El Ibex 35 cerró ayer apuntándose su peor caída, un 5,01%, desde agosto de 2012, tras una sesión de vértigo en la que el selectivo llegó a desplomarse más de un 7%. Detrás de este movimiento, para el que los expertos aún no encuentran suelo (pese a acumular un retroceso del 16% en un mes), se situaba, de nuevo, el retroceso del mercado chino, cuyo índice de referencia, el Shanghai Composite, se contrajo un 8,5%, en su sesión más complicada desde 2007.
Una mengua así es la mejor prueba de que Pekín no da con la estrategia que ataje la huida de los inversores. No lo logró con el corralito bursátil de julio; tampoco con la medida anunciada el domingo, que permite a los fondos de pensiones invertir en los mercados de valores.
Es difícil determinar cuándo logrará China dominar ese miedo, máxime desde que las inesperadas devaluaciones de este mes espolearan las suspicacias hacia su economía. Además, las dudas sobre el gigante sorprenden a Europa en un momento complicado, después de un primer semestre de crecimiento débil, tras el que la UE está en una encrucijada.

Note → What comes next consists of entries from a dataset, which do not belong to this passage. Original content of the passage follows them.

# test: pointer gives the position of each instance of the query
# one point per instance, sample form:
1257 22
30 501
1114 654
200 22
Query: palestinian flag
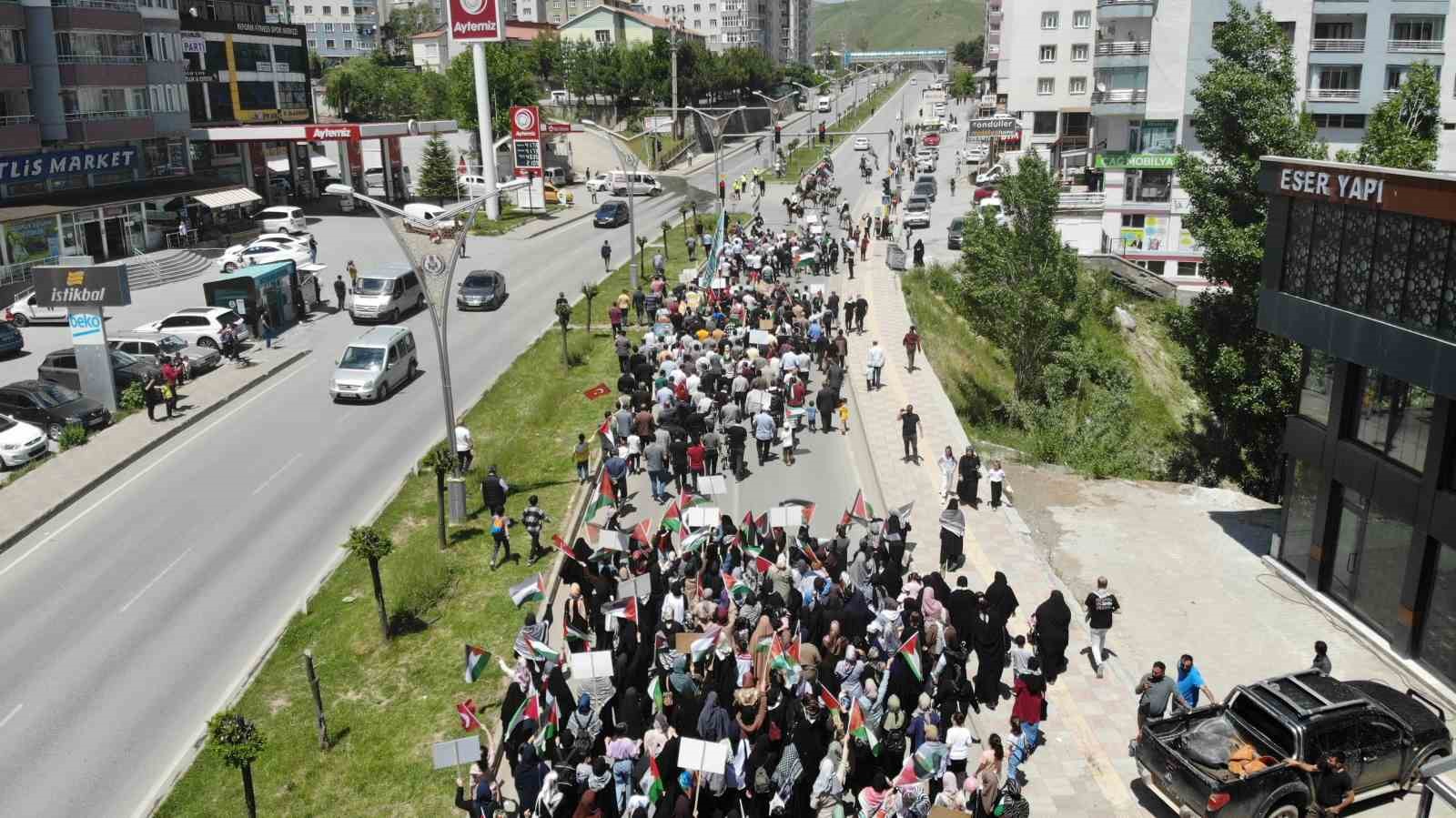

Por un lado, el abaratamiento de las materias primas que China estimula, en especial del crudo, impulsa el crecimiento. En paralelo, sin embargo, la depreciación que experimenta el yuan respecto al euro supone un problema para el que es el principal socio comercial del gigante asiático. La volatilidad bursátil es comprensible, por tanto, en la medida en que aún no es claro si la crisis china supondrá sólo una mayor ralentización en una recuperación mundial (y, sobre todo, europea) de por sí débil, o conducirá a una recesión. A priori no hay visos de que esta última opción sea la más probable.